You are viewing a plain text version of this content. The canonical link for it is here.
Posted to commits@airflow.apache.org by GitBox <gi...@apache.org> on 2021/11/26 02:01:32 UTC

[GitHub] [airflow] smartnewsdingli opened a new issue #19832: Deadlock in worker pod

smartnewsdingli opened a new issue #19832:
URL: https://github.com/apache/airflow/issues/19832


   ### Apache Airflow version
   
   2.2.2 (latest released)
   
   ### Operating System
   
   ubuntu
   
   ### Versions of Apache Airflow Providers
   
   _No response_
   
   ### Deployment
   
   Other
   
   ### Deployment details
   
   multi schedulers. Deployed with kubernetes, and worker pod run with LocalExecutor.
   
   ### What happened
   
   The worker pod error with log
   there is a similar pr but for scheduler deadlock https://github.com/apache/airflow/pull/18975/files
   
   `[2021-11-25 23:08:18,700] {dagbag.py:500} INFO - Filling up the DagBag from /usr/local/spaas-airflow/dags/algolift/algolift_load.py
   Running <TaskInstance: algo-lift.load.wait_for_data scheduled__2021-11-22T00:00:00+00:00 [running]> on host algoliftloadwaitfordata.2388e61b4fd84b6e815f9a0f4e123ad9
   Traceback (most recent call last):
     File "/usr/local/lib/python3.7/dist-packages/sqlalchemy/engine/base.py", line 1277, in _execute_context
       cursor, statement, parameters, context
     File "/usr/local/lib/python3.7/dist-packages/sqlalchemy/engine/default.py", line 608, in do_execute
       cursor.execute(statement, parameters)

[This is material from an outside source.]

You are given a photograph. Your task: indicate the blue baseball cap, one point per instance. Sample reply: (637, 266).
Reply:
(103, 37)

     File "/usr/local/lib/python3.7/dist-packages/MySQLdb/cursors.py", line 206, in execute
       res = self._query(query)
     File "/usr/local/lib/python3.7/dist-packages/MySQLdb/cursors.py", line 319, in _query
       db.query(q)
     File "/usr/local/lib/python3.7/dist-packages/MySQLdb/connections.py", line 259, in query
       _mysql.connection.query(self, query)

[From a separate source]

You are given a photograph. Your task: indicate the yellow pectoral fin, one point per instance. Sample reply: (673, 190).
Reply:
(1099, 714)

   MySQLdb._exceptions.OperationalError: (1213, 'Deadlock found when trying to get lock; try restarting transaction')
   
   The above exception was the direct cause of the following exception:
   
   Traceback (most recent call last):
     File "/usr/local/bin/airflow", line 8, in <module>
       sys.exit(main())
     File "/usr/local/lib/python3.7/dist-packages/airflow/__main__.py", line 48, in main
       args.func(args)
     File "/usr/local/lib/python3.7/dist-packages/airflow/cli/cli_parser.py", line 48, in command
       return func(*args, **kwargs)
     File "/usr/local/lib/python3.7/dist-packages/airflow/utils/cli.py", line 92, in wrapper
       return f(*args, **kwargs)
     File "/usr/local/lib/python3.7/dist-packages/airflow/cli/commands/task_command.py", line 292, in task_run
       _run_task_by_selected_method(args, dag, ti)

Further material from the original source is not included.